ITEM 1.    LEGAL PROCEEDINGS
 
We are, and will likely continue to be, involved in a number of legal proceedings, government investigations, and claims, which we believe generally arise in the course of our business, given our size, history, complexity, and the nature of our business, products, Customers, regulatory environment, and industries in which we participate. These legal proceedings, investigations and claims generally involve a variety of legal theories and allegations, including, without limitation, personal injury (e.g., slip and falls, burns, vehicle accidents), product liability or regulation (e.g., based on product operation or claimed malfunction, failure to warn, failure to meet specification, or failure to comply with regulatory requirements), product exposure (e.g., claimed exposure to chemicals, asbestos, contaminants, radiation), property damage (e.g., claimed damage due to leaking equipment, fire, vehicles, chemicals), commercial claims (e.g., breach of contract, economic loss, warranty, misrepresentation), financial (e.g., taxes, reporting), employment (e.g., wrongful termination, discrimination, benefits matters), and other claims for damage and relief.

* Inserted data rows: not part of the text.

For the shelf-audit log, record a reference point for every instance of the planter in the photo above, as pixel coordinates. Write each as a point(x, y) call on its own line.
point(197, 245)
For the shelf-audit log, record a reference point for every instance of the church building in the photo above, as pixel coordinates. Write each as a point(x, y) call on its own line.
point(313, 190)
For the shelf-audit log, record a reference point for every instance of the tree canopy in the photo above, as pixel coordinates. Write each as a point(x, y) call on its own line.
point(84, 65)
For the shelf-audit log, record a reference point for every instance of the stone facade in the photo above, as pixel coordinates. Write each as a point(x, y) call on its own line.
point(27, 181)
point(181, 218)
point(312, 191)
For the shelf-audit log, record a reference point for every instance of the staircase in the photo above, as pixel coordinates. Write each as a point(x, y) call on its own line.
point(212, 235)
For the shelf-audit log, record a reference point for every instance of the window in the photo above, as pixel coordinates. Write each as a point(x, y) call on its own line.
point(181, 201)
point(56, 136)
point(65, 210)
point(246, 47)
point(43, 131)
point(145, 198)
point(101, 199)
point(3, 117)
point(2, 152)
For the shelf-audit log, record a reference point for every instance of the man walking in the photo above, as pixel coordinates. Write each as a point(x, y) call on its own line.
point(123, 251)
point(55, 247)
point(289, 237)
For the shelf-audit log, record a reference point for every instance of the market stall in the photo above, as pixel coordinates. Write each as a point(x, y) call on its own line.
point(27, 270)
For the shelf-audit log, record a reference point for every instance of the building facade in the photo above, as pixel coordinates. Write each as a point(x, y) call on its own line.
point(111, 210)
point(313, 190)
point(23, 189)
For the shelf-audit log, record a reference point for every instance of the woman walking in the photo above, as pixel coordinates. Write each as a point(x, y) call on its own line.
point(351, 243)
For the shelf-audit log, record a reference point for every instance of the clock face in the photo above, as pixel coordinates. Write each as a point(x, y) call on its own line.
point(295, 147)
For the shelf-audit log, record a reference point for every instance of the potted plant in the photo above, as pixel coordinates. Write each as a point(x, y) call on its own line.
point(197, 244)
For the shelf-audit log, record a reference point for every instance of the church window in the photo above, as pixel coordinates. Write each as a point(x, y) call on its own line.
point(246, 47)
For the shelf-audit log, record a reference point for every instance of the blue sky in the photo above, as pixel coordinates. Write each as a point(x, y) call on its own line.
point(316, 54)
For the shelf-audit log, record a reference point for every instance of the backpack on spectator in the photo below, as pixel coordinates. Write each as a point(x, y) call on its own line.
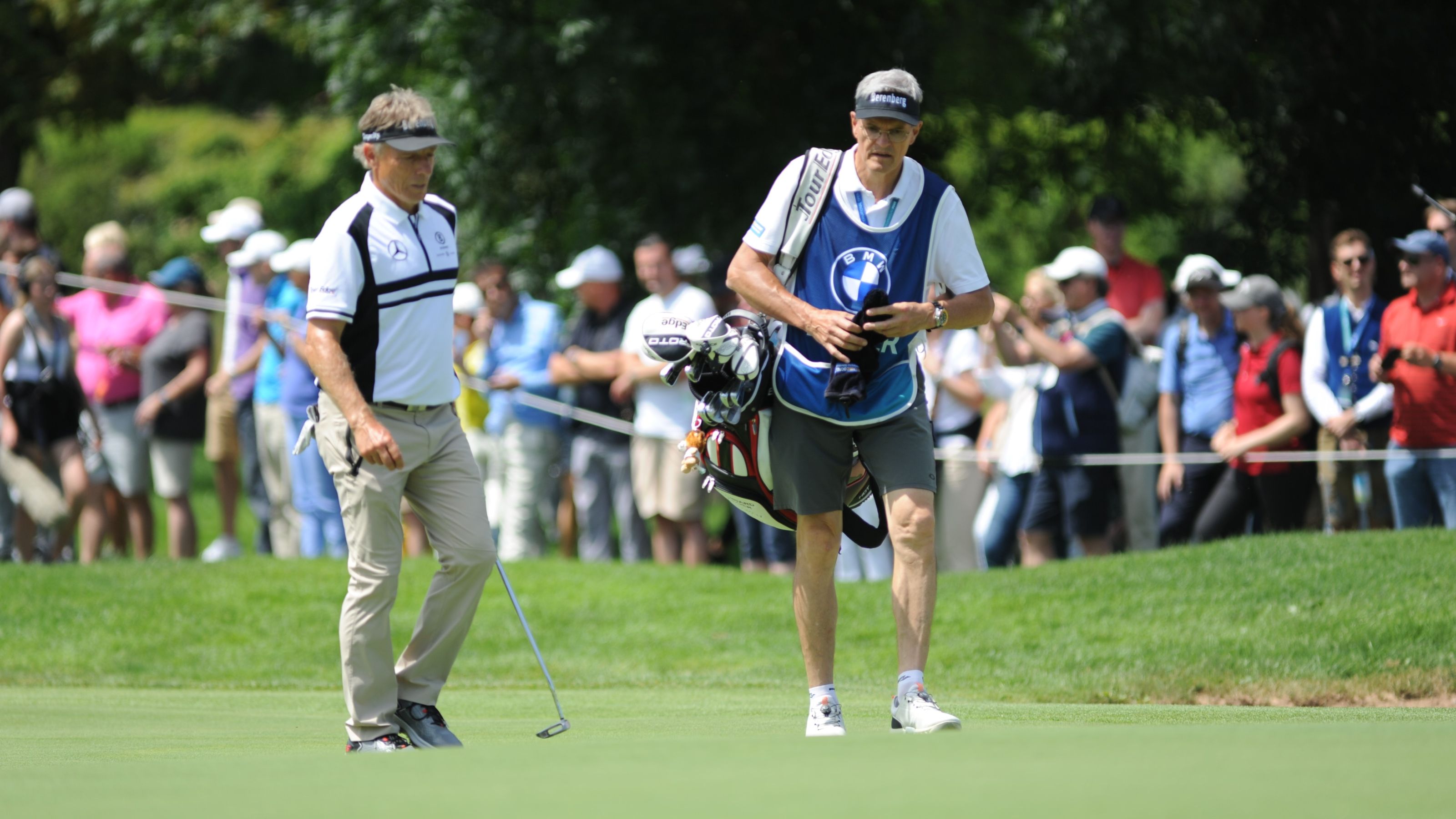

We believe we have adequately reserved for our current litigation and claims that are probable and estimable, and further believe that the ultimate outcome of these pending lawsuits and claims will not have a material adverse affect on our consolidated financial position or results of operations taken as a whole. Due to their inherent uncertainty, however, there can be no assurance of the ultimate outcome or effect of current or future litigation, investigations, claims or other proceedings (including without limitation the FDA-related matters discussed below). For certain types of claims, we presently maintain product liability insurance coverage and other liability coverages in amounts and with deductibles that we believe are prudent, but there can be no assurance that these coverages will be applicable or adequate to cover adverse outcomes of claims or legal proceedings against us.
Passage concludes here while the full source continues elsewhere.